Are you creating too much irrelevant content?

Too much content

Overloading your prospective clients with meaningless information could put them off your business rather than drawing them in

In recent years, with the high adoption of smartphones and social media, it has never been easier to interact with clients. Creating regular content, whether that is through blogs, email or various social media platforms, is a great way to reach out to your client base and keep them engaged with your business.

But you can have too much of a good thing. Being seen as a leader in your sector – due to the regular, insightful content you produce – can soon turn to being seen as an annoyance if you are churning out too much irrelevant information.

So how do you know if you are producing too much content and how can you determine whether you are turning clients off rather than drawing them in?

Be SMART

Legendary business improvement consultant Dr H James Harrington is famously quoted as saying:  “If you can’t measure something, you can’t understand it. If you can’t understand it, you can’t control it. If you can’t control it, you can’t improve it.”

This quote sums up one of the cornerstones of good marketing practice, which is setting SMART objectives.

While there are several variations on the meaning of the acronym, essentially it translates to setting objectives that are:

  • Specific
  • Measurable
  • Actionable
  • Relevant
  • and within a given Timeframe.

So, for example, if you are posting two blogs a week, you should decide what you specifically want to measure to determine whether those blogs count as successful or not.  Is it purely the number of people that visit the blog web page or is it the percentage that sign up to your email newsletter?

Are visitor numbers the most relevant stat for your marketing objectives or is it the percentage of readers that contact you to find out more about your company’s services?

Once you know what specific data you want to measure, you can then analyse and compare that over a given timeframe, whether that is monthly or quarterly.

Based on the data obtained, action can be taken to either repeat success or improve performance. For example, it can help you determine which blog subjects are of most relevance and interest to your audience and which subjects turn them off.

That way you’ll soon know if you are producing too much content on a given subject.

Be relevant

A sure sign that you are bombarding clients with too much irrelevant content is if you are getting unusually high numbers unsubscribing from your email list.

One of the hot marketing trends of recent years, and a trend that will undoubtedly continue in the future, is segmentation and personalisation. Effectively this means breaking your clients down into specific categories and producing content relevant to their needs.

 

Rather than sending out a weekly email to all your clients, which is only of interest to them 25% of the time, you can send an email to a quarter of your client base on a monthly basis, which is relevant to them 100% of the time.
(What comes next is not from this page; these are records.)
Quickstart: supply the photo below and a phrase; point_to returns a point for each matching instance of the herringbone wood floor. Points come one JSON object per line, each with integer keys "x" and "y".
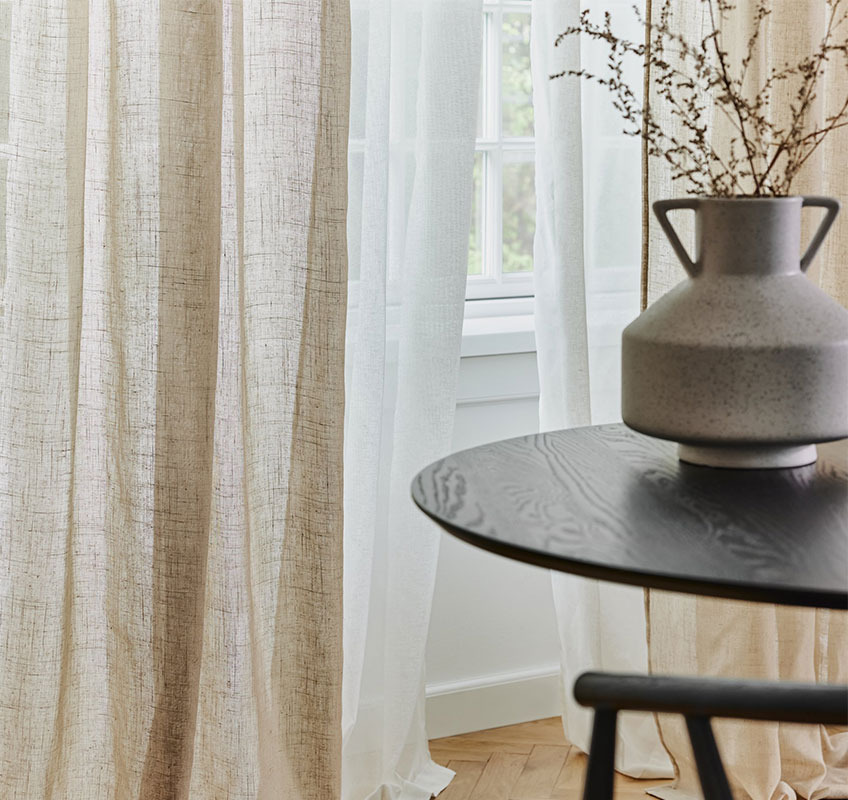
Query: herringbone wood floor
{"x": 531, "y": 761}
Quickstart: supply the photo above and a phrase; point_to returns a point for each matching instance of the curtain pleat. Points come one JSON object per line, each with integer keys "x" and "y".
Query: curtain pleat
{"x": 415, "y": 77}
{"x": 586, "y": 273}
{"x": 765, "y": 761}
{"x": 172, "y": 399}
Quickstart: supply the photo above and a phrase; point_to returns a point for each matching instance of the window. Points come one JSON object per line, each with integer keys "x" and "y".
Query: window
{"x": 500, "y": 253}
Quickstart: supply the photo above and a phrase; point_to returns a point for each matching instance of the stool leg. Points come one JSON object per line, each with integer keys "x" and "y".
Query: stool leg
{"x": 601, "y": 769}
{"x": 710, "y": 769}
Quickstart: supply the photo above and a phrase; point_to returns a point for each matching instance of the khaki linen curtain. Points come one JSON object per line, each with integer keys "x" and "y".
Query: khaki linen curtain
{"x": 766, "y": 761}
{"x": 171, "y": 397}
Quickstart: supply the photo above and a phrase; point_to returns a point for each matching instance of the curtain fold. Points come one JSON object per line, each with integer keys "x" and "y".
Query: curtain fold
{"x": 171, "y": 386}
{"x": 586, "y": 270}
{"x": 415, "y": 77}
{"x": 765, "y": 761}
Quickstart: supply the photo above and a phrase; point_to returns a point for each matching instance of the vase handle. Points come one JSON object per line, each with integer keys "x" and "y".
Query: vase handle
{"x": 661, "y": 209}
{"x": 832, "y": 205}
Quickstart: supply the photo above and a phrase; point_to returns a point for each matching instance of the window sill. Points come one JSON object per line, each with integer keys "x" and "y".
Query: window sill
{"x": 498, "y": 327}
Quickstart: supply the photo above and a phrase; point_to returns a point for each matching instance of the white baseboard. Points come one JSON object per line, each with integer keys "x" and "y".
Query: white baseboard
{"x": 492, "y": 701}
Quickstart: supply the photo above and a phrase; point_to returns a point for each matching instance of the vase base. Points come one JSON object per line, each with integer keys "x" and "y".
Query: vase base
{"x": 756, "y": 457}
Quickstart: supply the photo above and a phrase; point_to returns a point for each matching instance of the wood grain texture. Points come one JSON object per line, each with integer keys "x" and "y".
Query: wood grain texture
{"x": 610, "y": 503}
{"x": 530, "y": 761}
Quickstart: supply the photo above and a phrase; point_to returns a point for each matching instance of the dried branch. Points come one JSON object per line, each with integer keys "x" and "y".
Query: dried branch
{"x": 692, "y": 80}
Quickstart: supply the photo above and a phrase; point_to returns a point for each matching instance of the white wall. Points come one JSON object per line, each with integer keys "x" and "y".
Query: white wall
{"x": 493, "y": 652}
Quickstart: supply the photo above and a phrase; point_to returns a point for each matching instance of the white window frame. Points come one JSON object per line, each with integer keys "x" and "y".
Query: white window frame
{"x": 497, "y": 151}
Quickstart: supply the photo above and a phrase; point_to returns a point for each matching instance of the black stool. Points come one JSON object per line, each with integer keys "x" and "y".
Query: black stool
{"x": 698, "y": 699}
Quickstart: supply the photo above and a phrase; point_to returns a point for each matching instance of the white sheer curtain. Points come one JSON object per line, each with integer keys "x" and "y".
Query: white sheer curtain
{"x": 415, "y": 75}
{"x": 587, "y": 271}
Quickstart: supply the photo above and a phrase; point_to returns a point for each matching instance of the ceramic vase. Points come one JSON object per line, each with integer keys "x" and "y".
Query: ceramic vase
{"x": 745, "y": 363}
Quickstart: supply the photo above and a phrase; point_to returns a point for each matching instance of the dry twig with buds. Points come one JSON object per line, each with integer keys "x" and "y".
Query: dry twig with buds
{"x": 696, "y": 79}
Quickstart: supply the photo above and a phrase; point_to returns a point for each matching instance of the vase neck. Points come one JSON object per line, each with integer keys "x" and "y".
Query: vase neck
{"x": 749, "y": 236}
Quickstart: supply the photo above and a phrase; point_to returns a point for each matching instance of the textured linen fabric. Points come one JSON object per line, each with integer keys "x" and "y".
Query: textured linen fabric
{"x": 171, "y": 398}
{"x": 586, "y": 270}
{"x": 765, "y": 761}
{"x": 415, "y": 78}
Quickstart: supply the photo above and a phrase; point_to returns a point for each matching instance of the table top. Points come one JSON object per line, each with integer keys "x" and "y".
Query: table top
{"x": 609, "y": 503}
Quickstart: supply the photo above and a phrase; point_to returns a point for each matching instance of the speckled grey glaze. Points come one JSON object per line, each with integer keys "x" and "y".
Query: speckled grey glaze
{"x": 745, "y": 363}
Digital communication has never made it easier to find out the exact subjects that are of interest your readers, so ensure that it is easy for clients to tailor their preferences.

Some may want regular weekly updates on a given subject for a three-month project they are working on. Others may want a monthly update on more wide-ranging subjects.

One of the most effective ways of finding out if you are producing too much content, is for your clients to tell you. And this will be specific to each individual; what may be too much content for one client may not be too much content for another!

Co-ordinated quality over quantity

When it comes down to it, you are only producing too much content if it is of low quality and therefore not achieving the objectives intended.

If you are producing a new blog every week and it is consistently achieving a high number of shares on social media, generating web traffic to your sight and hooking a high number of leads, then it would be foolish to suggest that you are publishing too much content.

But if you are producing content for the sake of it, which is low in quality and creating diminishing returns in lead generation, then perhaps you are churning out too much content.

Obviously resources will dictate the volume of content that you create but it does not need to affect the quality. One exceptional blog every two months will give clients and peers a much better impression of your business than four badly written efforts over the same period.

Obviously a larger organisation, with dedicated marketing and copywriting teams, has the capability to produce quality content on a regular basis. But even these types of organisations can find they are producing too much content if different departments are not co-ordinating with each other.

At best, they run the risk of repeating topics to clients and at worst, sending out contradictory information.